You freakin' nimrod

“Cush was the father of Nimrod, who grew to be a mighty warrior on the earth. He was a mighty warrior before the LORD; that is why it is said ‘Like Nimrod, a mighty hunter before the LORD.’” – Genesis 10:8-9

Why and when did Nimrod change from a mighty warrior/hunter to a stupid or foolish person? Any other reference to Nimrod in the Bible is making mention of Nimrod’s kingdom and how great it was. Is the slang term referring to something or someone else? Has being a great hunter gone out of vogue? Any info?

“I guess it is possible for one person to make a difference, although most of the time they probably shouldn’t.”
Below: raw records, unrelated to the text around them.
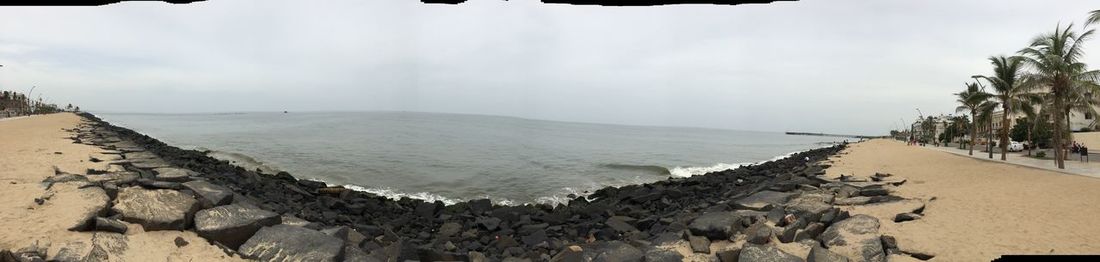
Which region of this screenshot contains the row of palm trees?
[956,10,1100,168]
[0,91,73,117]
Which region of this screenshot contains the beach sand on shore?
[827,140,1100,261]
[0,113,239,261]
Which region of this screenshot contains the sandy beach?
[0,113,238,261]
[827,140,1100,261]
[8,113,1100,261]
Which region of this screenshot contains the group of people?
[1069,141,1089,162]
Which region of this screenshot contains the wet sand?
[827,140,1100,261]
[0,113,239,261]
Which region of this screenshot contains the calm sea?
[96,112,843,205]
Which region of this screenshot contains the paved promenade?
[924,145,1100,178]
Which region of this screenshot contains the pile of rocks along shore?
[0,113,930,261]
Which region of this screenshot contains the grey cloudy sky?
[0,0,1100,134]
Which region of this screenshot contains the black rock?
[111,187,199,231]
[859,187,890,196]
[605,216,638,233]
[239,225,343,261]
[173,237,189,248]
[894,212,922,222]
[466,198,493,215]
[714,249,741,262]
[95,217,128,233]
[806,244,848,262]
[416,201,443,219]
[182,181,233,208]
[737,243,803,262]
[521,230,547,247]
[688,211,741,240]
[592,241,646,262]
[646,248,684,262]
[476,217,501,231]
[688,236,711,253]
[438,222,462,238]
[416,247,470,261]
[298,181,328,190]
[138,178,184,190]
[794,222,825,242]
[882,236,898,250]
[745,221,774,244]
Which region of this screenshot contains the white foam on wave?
[343,185,462,205]
[343,185,517,206]
[669,149,814,177]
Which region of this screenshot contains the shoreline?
[8,113,928,261]
[97,112,839,206]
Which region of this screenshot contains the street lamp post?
[970,75,1008,160]
[26,86,39,114]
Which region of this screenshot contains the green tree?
[1020,24,1100,168]
[955,83,990,155]
[981,56,1029,161]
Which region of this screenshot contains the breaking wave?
[205,148,282,174]
[600,164,671,175]
[669,150,809,177]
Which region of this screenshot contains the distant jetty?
[787,132,887,139]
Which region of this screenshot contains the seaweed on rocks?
[74,113,846,261]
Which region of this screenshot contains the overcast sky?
[0,0,1100,134]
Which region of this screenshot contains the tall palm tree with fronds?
[980,56,1029,161]
[955,83,990,155]
[1020,24,1100,168]
[1015,94,1043,156]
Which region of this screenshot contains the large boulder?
[94,217,129,233]
[183,181,233,208]
[592,241,646,262]
[688,236,711,253]
[833,196,871,206]
[153,167,198,183]
[737,243,803,262]
[195,205,282,249]
[821,215,887,262]
[68,186,111,231]
[745,221,776,244]
[806,244,848,262]
[111,187,199,231]
[734,190,794,211]
[646,248,684,262]
[688,211,741,240]
[86,171,140,184]
[550,245,584,262]
[238,225,343,261]
[787,194,833,221]
[605,216,638,233]
[130,159,172,170]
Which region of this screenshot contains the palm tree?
[975,99,1001,159]
[1085,10,1100,25]
[979,56,1027,161]
[955,83,990,155]
[1020,24,1100,168]
[955,116,970,150]
[1016,94,1043,156]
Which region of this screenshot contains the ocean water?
[96,112,844,205]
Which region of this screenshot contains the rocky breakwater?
[9,114,919,261]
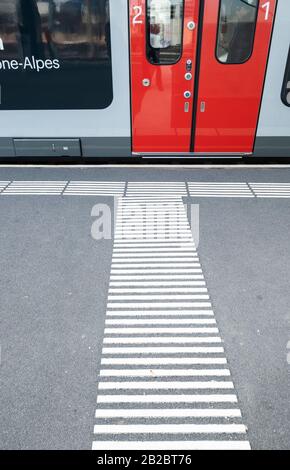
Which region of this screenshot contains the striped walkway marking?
[93,196,250,450]
[0,180,290,197]
[249,183,290,198]
[64,181,126,196]
[0,181,10,193]
[188,182,254,198]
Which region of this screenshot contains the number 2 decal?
[133,6,143,24]
[262,2,271,21]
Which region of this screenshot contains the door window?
[281,49,290,106]
[147,0,184,65]
[216,0,259,64]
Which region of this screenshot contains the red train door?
[130,0,199,153]
[194,0,276,153]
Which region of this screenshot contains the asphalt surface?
[0,167,290,449]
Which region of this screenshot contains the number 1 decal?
[262,2,271,21]
[133,6,143,25]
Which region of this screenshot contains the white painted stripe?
[97,394,238,403]
[109,284,207,294]
[101,357,227,366]
[100,369,231,376]
[92,439,251,451]
[108,294,209,301]
[111,263,202,275]
[104,336,222,344]
[99,380,234,390]
[94,423,246,434]
[107,301,211,309]
[113,253,198,259]
[110,280,205,284]
[110,271,204,282]
[95,408,241,419]
[112,254,200,262]
[102,346,224,354]
[107,309,214,318]
[114,248,196,254]
[105,326,219,335]
[106,318,216,324]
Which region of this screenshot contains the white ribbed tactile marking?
[188,182,254,197]
[64,181,125,196]
[93,196,250,450]
[249,183,290,199]
[2,181,67,196]
[0,181,10,193]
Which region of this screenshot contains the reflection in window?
[216,0,259,64]
[281,49,290,106]
[0,0,113,109]
[147,0,184,65]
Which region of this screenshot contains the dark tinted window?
[147,0,184,65]
[216,0,259,64]
[0,0,113,109]
[281,49,290,106]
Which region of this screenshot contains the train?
[0,0,290,163]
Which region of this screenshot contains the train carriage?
[0,0,290,162]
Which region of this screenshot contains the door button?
[187,21,195,31]
[142,78,151,87]
[186,59,192,72]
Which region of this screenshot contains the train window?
[281,49,290,106]
[147,0,184,65]
[216,0,259,64]
[0,0,113,110]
I believe Nimrod can also be attributed to the drama masks :slight_smile: and :frowning:

The ocean of liquor, I drank to forget her, is gonna kill me, but I’ll drink till then.- George Jones Still Doin Time

I always thought it was sort of an illiterate’s idea of a really dirty word. “Huh, huh, he said Nimrod. Get it … Nimrod? Huh huh.” I don’t think there is any real biblical thinking involved.

Nothing I write about any person or group should be applied to a larger group.

  • Boris Badenov

In, I think, certain midrashim, it is claimed that Nimrod attempted to kill Abraham.
It is also noted in the Talmud (tractate Sanhedrin, IIRC), that Nimrod is only one of two hunters mentioned in the Torah.
The transformation is probably along the lines of “Nimrod = cruel person = person too stupid to be other than cruel = stupid person”.

“Kings die, and leave their crowns to their sons. Shmuel HaKatan took all the treasures in the world, and went away.”

Wasn’t this covered in another thread, and it was attributed to “Bugs Bunny?”


Instead of calling me names he could get in trouble for, my brother used to pick words from the dictionary to use as epithets. He chose words that sounded insulting regardless of the actual meaning. He called me “nimrod” and “pismire” (among others).

I agree with Mr. Badenov - “nimrod” has come to mean “goofball” just for the sound of it.

The Bugs Bunny connection isn’t far off. Apparently, he didn’t coin the term, but he definitely popularized it:

I was amused to see that further down on the word-detective page referenced above is a link back here to The Straight Dope!

IIRC, the British armed forces had an anti-submarine airplane called the Nimrod. I wouldn’t think someone would want to tell his friends “yeah, I drive a nimrod for a living,” but those Brits are a wacky crew :slight_smile:


I can think of no more stirring symbol of man’s humanity to man than a fire engine - Kurt Vonnegut

I tend to agree with those who believe that Nimrod is mostly just a victim of Unfortunate Name Syndrome.

Because my job requires me to deal with people from lots of different countries I occasionally run across someone whose name is perfectly acceptable, possibly even distinguished, in their native language but resembles something funny or naughty in English… the best make-believe example I can think of is “Long Duc Dong” in “Sixteen Candles”.

It happens to us, too: I know someone named “Mystic,” which sounds a lot like a German word meaning approximately “stinky.”